Control Group namespace(cgroup): Isolates the control group information from the container process.

Using these namespaces, a container can have its network interfaces, IP address, and more. Each container will have its namespace, and the processes running inside that namespace will not have any privileges outside of it.

Essentially, namespaces set boundaries for the containers.

Interestingly, you can list the namespaces in a Linux machine using the lsns command.

Linux Control groups

Starting a service on a Linux system does not require specifying any memory or CPU limits. The kernel automatically allocates resources and prioritizes them for the running services.

However, if you want to set explicit limits on CPU and memory usage for your services, you can use a Linux kernel feature called Control Groups (CGroups).

This is particularly useful when running multiple containers on a single host, as it ensures that resources are not over-utilized by one container at the expense of others.

CGroups manage the resources used by a container and allow you to restrict CPU, memory, network, and I/O resources for a container. Without resource limits, a single container could potentially use all the available host resources, leaving other containers with insufficient resources and causing them to crash.
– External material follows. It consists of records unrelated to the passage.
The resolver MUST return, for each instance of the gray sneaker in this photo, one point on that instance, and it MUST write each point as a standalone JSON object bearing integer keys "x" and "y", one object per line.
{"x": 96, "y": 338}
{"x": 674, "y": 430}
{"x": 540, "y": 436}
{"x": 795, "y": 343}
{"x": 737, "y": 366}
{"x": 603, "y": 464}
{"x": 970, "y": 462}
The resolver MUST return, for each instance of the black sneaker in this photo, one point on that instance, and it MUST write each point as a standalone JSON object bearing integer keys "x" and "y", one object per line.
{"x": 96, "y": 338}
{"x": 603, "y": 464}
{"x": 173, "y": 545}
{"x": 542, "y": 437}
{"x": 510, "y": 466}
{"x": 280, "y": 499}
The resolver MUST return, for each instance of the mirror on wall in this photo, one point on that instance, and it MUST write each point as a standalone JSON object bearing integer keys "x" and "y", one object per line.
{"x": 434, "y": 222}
Thankfully, tools like Docker simplify the process of setting resource limits by abstracting away the complex backend configurations. With Docker, you can easily specify CPU and memory limits using simple parameters, ensuring that your containers run efficiently and reliably.

Evolution of Containers

Containerization is not a new technology, despite what some may think. In fact, Google has been utilizing container technology in its infrastructure for years.
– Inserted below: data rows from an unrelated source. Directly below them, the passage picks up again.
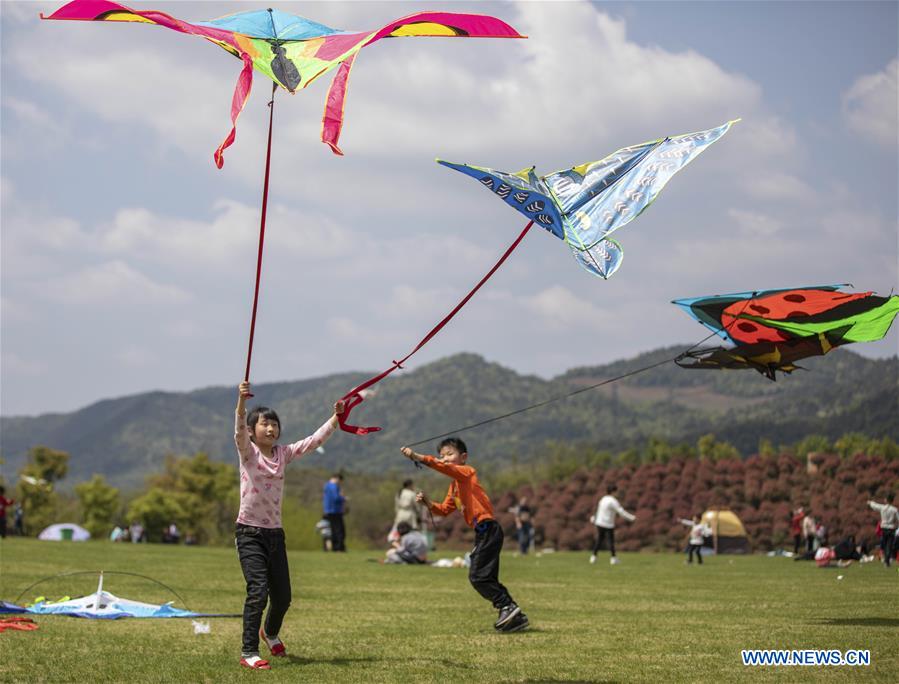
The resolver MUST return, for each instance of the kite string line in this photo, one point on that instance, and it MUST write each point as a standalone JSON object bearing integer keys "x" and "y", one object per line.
{"x": 354, "y": 397}
{"x": 268, "y": 158}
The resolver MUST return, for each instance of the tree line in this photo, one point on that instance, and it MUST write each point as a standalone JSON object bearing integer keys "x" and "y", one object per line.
{"x": 200, "y": 495}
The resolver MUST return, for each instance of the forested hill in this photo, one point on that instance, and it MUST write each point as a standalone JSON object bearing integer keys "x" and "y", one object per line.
{"x": 126, "y": 438}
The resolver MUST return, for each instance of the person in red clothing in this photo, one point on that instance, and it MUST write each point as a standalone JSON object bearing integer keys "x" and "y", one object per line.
{"x": 465, "y": 494}
{"x": 4, "y": 502}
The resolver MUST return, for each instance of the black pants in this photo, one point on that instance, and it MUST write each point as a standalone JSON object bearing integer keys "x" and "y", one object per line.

The concept of containers actually dates back to the 1970s with the introduction of chroot, a concept that allowed for the changing of a process's root directory.

Since then, many container-based projects have been developed, with some starting as early as 2000. Here is a list of such projects

Year	Technology
2000	FreeBSD jails introduced the container concept.
2003	Linux-V server project released with the concept of OS-level virtualization
2005	Solaris Zones- OS-level virtualization project introduced
2007	Google released a paper on Generic Process Containers
2008	The initial release of LXC containers
2011	cloudfoundry announced warden
2013	lcmcty- Open-sourced by Google
2013	Docker project was announced by DotCloud
2014	Rocket. (rkt) announced by CoreOS
2016	Windows container preview as released as part of Windows server 2016

Container Vs Virtual Machies

The following image shows the primary differences between a container and a virtual machine.

Containers offer several advantages over virtual machines (VMs) that make them a popular choice for deploying applications:

Resource Utilization & Cost:

VMs allow running applications independently, but they can be underutilized and resizing a VM for a production application can be challenging.

In contrast, containers require minimal CPU and memory resources and can run multiple containers inside a VM for better application segregation. Resizing a container takes only seconds, making it more efficient and cost-effective.

Provisioning & Deployment:

Provisioning a VM and deploying applications on it can take minutes to hours, depending on the workflow involved. Even rolling back changes can take time.

In contrast, containers can be deployed in seconds, and rollbacks are equally fast, making them more agile and efficient.

Drift Management:

Managing drift in VMs is difficult, requiring extensive automation and processes to ensure all environments are similar. However, following immutable deployment models can prevent drift in VM environments.

Containers, on the other hand, require only updating the container image for changes. By making changes in the development environment and re-baking the container image, you can ensure that the same image is used in all environments. This makes managing drift easier and more efficient.